Identity Politics Inside Out: National Identity Contestation and Foreign Policy in Turkey
ISBN: 9780190656003
Platform/Publisher: Oxford Academic / Oxford University Press
Digital rights: Users: Unlimited; Printing: Unlimited; Download: Unlimited
Subjects: Comparative Politics;

The trajectory of Turkey's Justice and Development Party (AKP) rule offers an ideal empirical window into puzzling shifts in Turkey's domestic politics and foreign policy. The policy transformations under its leader Recep Tayyip Erdogan do not align with existing explanations based on security, economics, institutions, or identity.

In Identity Politics Inside Out, Lisel Hintz teases out the complex link between identity politics and foreign policy using an in-depth study of Turkey. Rather than treating national identity as cause or consequence of a state's foreign policy, she repositions foreign policy as an arena in which contestation among competing proposals for national identity takes place. Drawing from a broad array of sources in popular culture, social media, interviews, surveys, and archives, she identifies competing visions of Turkish identity and theorizes when and how internal identity politics becomes externalized. Hintz examines the establishment of Republican Nationalism in the wake of imperial collapse and examines failed attempts made by those challenging its Western-oriented, anti-ethnic, secularist values with alternative understandings of Turkishness. She further demonstrates how the Ottoman Islamist AKP used the European Union accession process to weaken Republican Nationalist obstacles in Turkey, thereby opening up space for Islam in the domestic sphere and a foreign policy targeted at achieving leadership in the Middle East.

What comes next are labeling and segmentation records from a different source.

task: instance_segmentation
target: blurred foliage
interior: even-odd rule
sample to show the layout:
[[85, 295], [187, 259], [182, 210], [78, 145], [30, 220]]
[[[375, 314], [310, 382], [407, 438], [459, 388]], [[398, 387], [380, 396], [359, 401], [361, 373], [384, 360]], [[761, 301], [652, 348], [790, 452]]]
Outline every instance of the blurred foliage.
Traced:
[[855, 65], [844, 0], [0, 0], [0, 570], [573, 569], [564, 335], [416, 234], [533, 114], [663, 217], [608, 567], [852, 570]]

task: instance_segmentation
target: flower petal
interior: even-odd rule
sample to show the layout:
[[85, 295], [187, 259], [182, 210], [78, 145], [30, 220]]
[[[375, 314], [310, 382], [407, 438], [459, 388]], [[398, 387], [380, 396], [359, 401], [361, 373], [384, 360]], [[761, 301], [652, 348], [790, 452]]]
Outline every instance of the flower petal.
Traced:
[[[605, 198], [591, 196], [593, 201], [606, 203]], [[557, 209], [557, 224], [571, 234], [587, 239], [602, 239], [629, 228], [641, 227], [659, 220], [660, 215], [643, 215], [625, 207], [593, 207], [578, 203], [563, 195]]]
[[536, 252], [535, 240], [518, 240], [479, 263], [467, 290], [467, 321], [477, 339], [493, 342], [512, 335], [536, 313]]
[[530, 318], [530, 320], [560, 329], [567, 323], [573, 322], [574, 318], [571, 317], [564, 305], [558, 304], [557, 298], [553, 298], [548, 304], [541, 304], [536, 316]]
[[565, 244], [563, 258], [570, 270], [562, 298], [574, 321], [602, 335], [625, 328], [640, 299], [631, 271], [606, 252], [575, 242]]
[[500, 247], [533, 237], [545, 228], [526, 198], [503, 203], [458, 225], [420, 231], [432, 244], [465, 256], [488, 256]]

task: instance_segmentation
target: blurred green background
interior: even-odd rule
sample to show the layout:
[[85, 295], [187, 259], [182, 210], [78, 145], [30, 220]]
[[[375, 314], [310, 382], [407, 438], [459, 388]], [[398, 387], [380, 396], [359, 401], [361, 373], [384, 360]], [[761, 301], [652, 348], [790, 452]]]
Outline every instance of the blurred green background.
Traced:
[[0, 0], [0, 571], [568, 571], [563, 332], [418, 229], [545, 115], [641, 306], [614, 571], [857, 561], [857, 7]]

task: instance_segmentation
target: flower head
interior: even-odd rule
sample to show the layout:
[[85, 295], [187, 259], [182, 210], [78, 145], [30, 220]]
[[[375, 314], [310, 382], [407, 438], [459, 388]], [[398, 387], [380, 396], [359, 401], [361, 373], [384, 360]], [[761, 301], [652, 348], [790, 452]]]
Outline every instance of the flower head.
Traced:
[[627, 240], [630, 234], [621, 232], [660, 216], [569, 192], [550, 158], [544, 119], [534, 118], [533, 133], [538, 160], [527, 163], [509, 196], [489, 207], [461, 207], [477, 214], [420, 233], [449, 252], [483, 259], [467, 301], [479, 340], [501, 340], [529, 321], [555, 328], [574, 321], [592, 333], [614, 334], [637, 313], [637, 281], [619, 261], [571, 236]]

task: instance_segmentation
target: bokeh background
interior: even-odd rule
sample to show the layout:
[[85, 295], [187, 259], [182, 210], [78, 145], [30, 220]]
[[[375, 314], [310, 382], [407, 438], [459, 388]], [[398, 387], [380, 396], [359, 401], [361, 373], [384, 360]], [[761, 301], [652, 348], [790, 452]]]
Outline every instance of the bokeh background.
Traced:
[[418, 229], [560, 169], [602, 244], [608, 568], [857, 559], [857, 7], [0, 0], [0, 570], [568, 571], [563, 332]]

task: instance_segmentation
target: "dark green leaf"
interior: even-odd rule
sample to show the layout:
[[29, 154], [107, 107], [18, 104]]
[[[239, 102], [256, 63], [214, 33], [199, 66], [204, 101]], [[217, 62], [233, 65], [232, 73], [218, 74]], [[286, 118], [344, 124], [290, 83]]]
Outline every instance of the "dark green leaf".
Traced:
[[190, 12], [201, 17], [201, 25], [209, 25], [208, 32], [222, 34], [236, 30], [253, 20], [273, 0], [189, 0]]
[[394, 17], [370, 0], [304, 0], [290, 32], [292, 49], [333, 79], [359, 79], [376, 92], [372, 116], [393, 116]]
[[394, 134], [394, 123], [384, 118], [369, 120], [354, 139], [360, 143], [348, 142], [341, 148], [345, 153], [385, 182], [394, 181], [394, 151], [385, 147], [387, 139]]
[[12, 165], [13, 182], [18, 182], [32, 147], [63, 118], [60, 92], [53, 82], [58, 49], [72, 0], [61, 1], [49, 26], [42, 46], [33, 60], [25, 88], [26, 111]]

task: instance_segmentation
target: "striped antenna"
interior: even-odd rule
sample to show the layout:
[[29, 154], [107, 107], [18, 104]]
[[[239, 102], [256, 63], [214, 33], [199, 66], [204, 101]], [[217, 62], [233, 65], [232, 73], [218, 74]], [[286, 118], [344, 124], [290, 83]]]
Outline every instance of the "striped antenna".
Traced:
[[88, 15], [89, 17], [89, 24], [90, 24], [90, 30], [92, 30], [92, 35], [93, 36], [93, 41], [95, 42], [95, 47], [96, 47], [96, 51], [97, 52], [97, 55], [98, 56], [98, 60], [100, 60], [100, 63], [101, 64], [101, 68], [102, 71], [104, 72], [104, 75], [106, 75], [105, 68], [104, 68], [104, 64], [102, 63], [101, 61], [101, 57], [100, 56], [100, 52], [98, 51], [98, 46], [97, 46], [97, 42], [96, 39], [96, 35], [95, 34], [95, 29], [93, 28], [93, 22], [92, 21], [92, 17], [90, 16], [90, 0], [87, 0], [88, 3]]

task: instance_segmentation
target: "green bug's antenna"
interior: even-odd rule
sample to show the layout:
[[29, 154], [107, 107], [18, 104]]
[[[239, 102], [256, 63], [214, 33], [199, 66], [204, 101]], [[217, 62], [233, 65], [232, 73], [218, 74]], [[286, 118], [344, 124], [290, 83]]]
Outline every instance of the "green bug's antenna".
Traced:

By showing how the "inside out" spillover of national identity debates can reshape foreign policy, Identity Politics Inside Out fills a major gap in existing scholarship by closing the identity-foreign policy circle.



Lisel Hintz is an Assistant Professor of International Relations in the European and Eurasian Studies Program at Johns Hopkins University's School of Advanced International Studies. Her work is published in the European Journal of International Relations, Project on Middle East Political Science Series, The Washington Review of Turkish and Eurasian Affairs, and Turkish Policy Quarterly. She has given numerous talks to public and US government audiences, including on Turkey's increasingly authoritarian one-man rule, the Syrian refugee crisis, the rise of ISIS, and Kurdish and Alevi issues.